Sunday, October 19, 2014 [Tweets] [Favorites]

Mutable Collections in Swift

Mike R. Manzano:

How do you create an var that holds an immutable Array? As in a var that you can assign different immutable Arrays to?

BJ Homer:

Because Swift arrays and dictionaries can never be shared, there is no distinction between mutating an existing collection and re-assigning a new collection. The behavior of the code is exactly the same. In either case, the owner’s setter method is called whenever the array is modified.

So to answer the original question, there is no syntax to specify a variable that holds an immutable array because there is nothing that such syntax would add. Swift addresses the issues that made NSArray and NSMutableArray necessary in the first place. If you need a shared array, you can still use the Cocoa types. In every other case, Swift’s solution is safer, simpler, and more concise.

On the whole, I think this is probably a good direction. The downsides would seem to be that the performance model is less clear and that it’s more work to write your own data types as struct-class pairs.

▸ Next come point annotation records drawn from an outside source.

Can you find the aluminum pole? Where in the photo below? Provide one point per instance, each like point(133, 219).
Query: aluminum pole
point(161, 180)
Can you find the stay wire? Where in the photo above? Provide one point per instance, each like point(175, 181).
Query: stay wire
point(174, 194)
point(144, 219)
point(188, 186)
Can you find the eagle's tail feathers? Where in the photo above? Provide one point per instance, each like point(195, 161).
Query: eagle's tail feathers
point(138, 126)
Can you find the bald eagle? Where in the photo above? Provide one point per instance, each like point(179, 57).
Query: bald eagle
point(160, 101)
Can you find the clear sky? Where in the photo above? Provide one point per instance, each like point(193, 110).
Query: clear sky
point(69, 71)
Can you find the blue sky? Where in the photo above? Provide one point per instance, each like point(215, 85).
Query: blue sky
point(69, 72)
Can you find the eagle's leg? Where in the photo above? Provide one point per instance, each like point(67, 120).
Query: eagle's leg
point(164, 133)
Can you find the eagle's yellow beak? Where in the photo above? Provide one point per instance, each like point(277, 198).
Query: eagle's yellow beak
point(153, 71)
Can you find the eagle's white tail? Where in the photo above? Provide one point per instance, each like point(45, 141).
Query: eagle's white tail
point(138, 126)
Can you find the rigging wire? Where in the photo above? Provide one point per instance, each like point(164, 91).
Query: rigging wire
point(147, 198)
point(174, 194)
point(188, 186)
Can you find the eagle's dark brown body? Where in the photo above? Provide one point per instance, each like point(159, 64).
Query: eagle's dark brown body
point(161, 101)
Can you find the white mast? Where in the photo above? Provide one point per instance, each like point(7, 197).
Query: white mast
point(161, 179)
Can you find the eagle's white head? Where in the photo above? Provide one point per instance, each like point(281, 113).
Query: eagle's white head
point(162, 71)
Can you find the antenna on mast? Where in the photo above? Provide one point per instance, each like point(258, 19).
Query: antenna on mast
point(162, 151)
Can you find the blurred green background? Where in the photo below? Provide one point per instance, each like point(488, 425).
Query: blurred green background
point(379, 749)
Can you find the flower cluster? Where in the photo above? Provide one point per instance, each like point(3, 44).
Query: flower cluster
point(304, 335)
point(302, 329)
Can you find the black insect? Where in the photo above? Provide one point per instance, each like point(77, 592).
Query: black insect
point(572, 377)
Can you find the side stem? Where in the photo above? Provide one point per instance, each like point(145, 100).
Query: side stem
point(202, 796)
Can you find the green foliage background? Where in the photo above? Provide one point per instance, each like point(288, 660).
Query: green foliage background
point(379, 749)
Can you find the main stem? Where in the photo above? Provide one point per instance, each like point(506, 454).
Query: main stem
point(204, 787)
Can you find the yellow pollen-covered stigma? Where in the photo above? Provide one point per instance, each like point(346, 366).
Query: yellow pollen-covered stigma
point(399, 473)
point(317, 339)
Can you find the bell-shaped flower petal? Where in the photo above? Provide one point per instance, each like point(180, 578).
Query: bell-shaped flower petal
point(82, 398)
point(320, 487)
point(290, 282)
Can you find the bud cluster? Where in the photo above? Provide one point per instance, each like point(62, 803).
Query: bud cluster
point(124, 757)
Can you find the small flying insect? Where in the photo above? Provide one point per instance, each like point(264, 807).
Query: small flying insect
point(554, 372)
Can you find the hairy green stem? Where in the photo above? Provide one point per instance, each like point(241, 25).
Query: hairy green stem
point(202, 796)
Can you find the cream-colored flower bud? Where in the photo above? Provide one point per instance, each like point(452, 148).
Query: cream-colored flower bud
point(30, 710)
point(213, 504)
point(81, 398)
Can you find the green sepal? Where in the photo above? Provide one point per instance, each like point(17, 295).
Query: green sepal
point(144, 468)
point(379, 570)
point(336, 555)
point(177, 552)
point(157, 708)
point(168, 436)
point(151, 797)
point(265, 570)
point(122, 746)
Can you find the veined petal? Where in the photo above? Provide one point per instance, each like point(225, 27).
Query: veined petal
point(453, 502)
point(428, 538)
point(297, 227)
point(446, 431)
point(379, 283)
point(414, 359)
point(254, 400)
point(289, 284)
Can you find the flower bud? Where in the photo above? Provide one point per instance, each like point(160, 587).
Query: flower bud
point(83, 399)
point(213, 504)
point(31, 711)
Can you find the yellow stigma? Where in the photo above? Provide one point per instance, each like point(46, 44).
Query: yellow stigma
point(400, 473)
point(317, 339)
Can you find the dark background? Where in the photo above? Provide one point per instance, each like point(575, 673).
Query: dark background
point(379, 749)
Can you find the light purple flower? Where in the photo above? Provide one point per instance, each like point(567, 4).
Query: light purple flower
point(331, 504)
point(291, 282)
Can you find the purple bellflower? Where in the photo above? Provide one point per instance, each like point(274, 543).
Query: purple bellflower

One somewhat common pattern in my Objective-C code is a (often recursive) method that takes a mutable array or dictionary as a parameter and builds it up. You can’t do this with var in Swift because that only lets you modify the collection within the method. However, you can use inout to have Swift “return” the last value to the caller.

This is not the same as passing around an NSMutableArray, though. For example, consider what would happen if there were multiple threads involved. Also, inout only lasts for the duration of the method; the collection cannot (as far as I know) be stashed in another object and then mutated (back in the caller) later.